On 10 October, the Sheldonian Theatre in Oxford will host the first concert in ‘the biggest ever celebration of the life and work of Franz Schubert’. Over three weeks, all 650 songs (or thereabouts) will be performed, most of them in England’s oldest concert hall, the Holywell Music Room just around the corner from the Sheldonian.
We’re promised the greatest assembly of Schubert singers in history: they include Sir Thomas Allen, Ian Bostridge, Sarah Connolly, James Gilchrist, Robert Holl, Wolfgang Holzmair, Angelika Kirchschlager, Christopher Maltman, Mark Padmore, Christoph Prégardien — plus the cream of accompanists: Julius Drake, Graham Johnson and Roger Vignoles. There will be orchestral, chamber and piano music, too, featuring the Orchestra of the Age of Enlightenment, the Doric String Quartet and Imogen Cooper, most radiant of Schubert pianists, performing the final piano sonata in B flat, D960.

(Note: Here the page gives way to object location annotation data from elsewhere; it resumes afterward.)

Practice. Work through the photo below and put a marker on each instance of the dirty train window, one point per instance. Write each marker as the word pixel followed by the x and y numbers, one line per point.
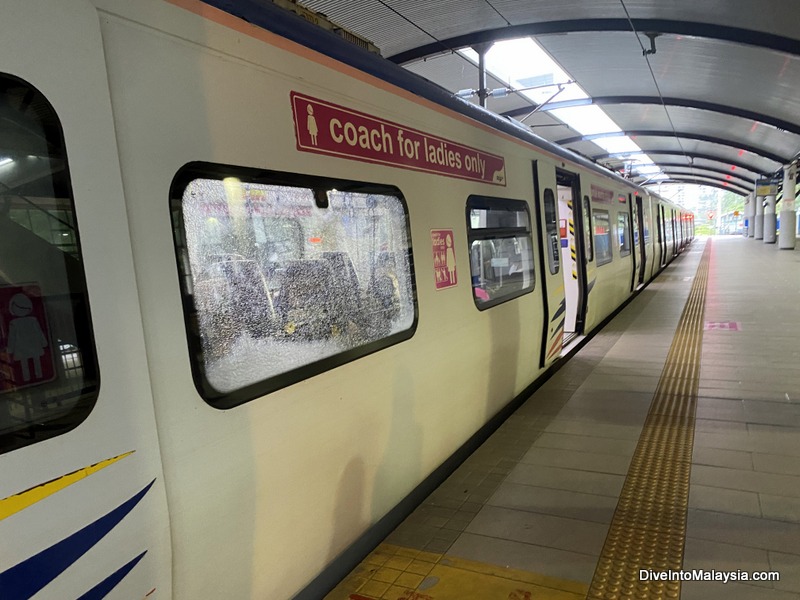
pixel 287 276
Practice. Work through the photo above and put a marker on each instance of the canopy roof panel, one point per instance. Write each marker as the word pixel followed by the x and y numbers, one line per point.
pixel 720 90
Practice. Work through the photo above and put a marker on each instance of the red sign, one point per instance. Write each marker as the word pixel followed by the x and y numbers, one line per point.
pixel 26 354
pixel 444 258
pixel 325 128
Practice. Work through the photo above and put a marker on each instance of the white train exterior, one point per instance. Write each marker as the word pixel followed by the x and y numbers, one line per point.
pixel 147 455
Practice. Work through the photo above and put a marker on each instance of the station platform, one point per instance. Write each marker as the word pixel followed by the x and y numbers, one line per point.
pixel 669 442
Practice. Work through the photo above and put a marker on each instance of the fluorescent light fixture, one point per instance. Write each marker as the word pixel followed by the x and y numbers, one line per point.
pixel 522 63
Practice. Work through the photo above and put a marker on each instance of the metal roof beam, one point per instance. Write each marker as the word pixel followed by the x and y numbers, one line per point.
pixel 698 181
pixel 673 166
pixel 712 157
pixel 737 35
pixel 710 176
pixel 679 134
pixel 669 101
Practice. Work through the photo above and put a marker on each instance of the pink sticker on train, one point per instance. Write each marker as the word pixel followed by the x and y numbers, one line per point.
pixel 444 258
pixel 326 128
pixel 26 353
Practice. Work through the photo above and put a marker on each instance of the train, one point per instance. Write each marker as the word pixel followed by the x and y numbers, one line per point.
pixel 258 285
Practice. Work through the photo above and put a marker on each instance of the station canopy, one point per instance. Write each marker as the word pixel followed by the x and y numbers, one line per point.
pixel 702 92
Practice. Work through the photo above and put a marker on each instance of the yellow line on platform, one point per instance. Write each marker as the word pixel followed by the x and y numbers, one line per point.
pixel 398 573
pixel 648 529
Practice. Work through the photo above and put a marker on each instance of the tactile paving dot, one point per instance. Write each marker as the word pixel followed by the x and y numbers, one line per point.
pixel 649 525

There may never be another opportunity to hear all the songs in one festival. But just how much fun will that be? Schubert’s lieder, with the exception of the old favourites — ‘The Trout’, ‘Hark, Hark! The Lark’, ‘An die Musik’ — and the song cycles, are the least known of his works (apart from his operas, of which the less said the better). There are simply too many of them. Poor Schubert is in the same boat as J.S. Bach, whose stupendous choral fantasias are overlooked because people can’t be bothered to fight through the thickets of 200 church cantatas.
Knowing that the Oxford festival was coming up, I set myself the task of listening to all Schubert’s songs, of which I knew shamefully few. Luckily, I own the Hyperion complete set, in which Graham Johnson accompanies the finest singers of the 1980s and 90s. Really Johnson should have been knighted for curating this epic 18-year project.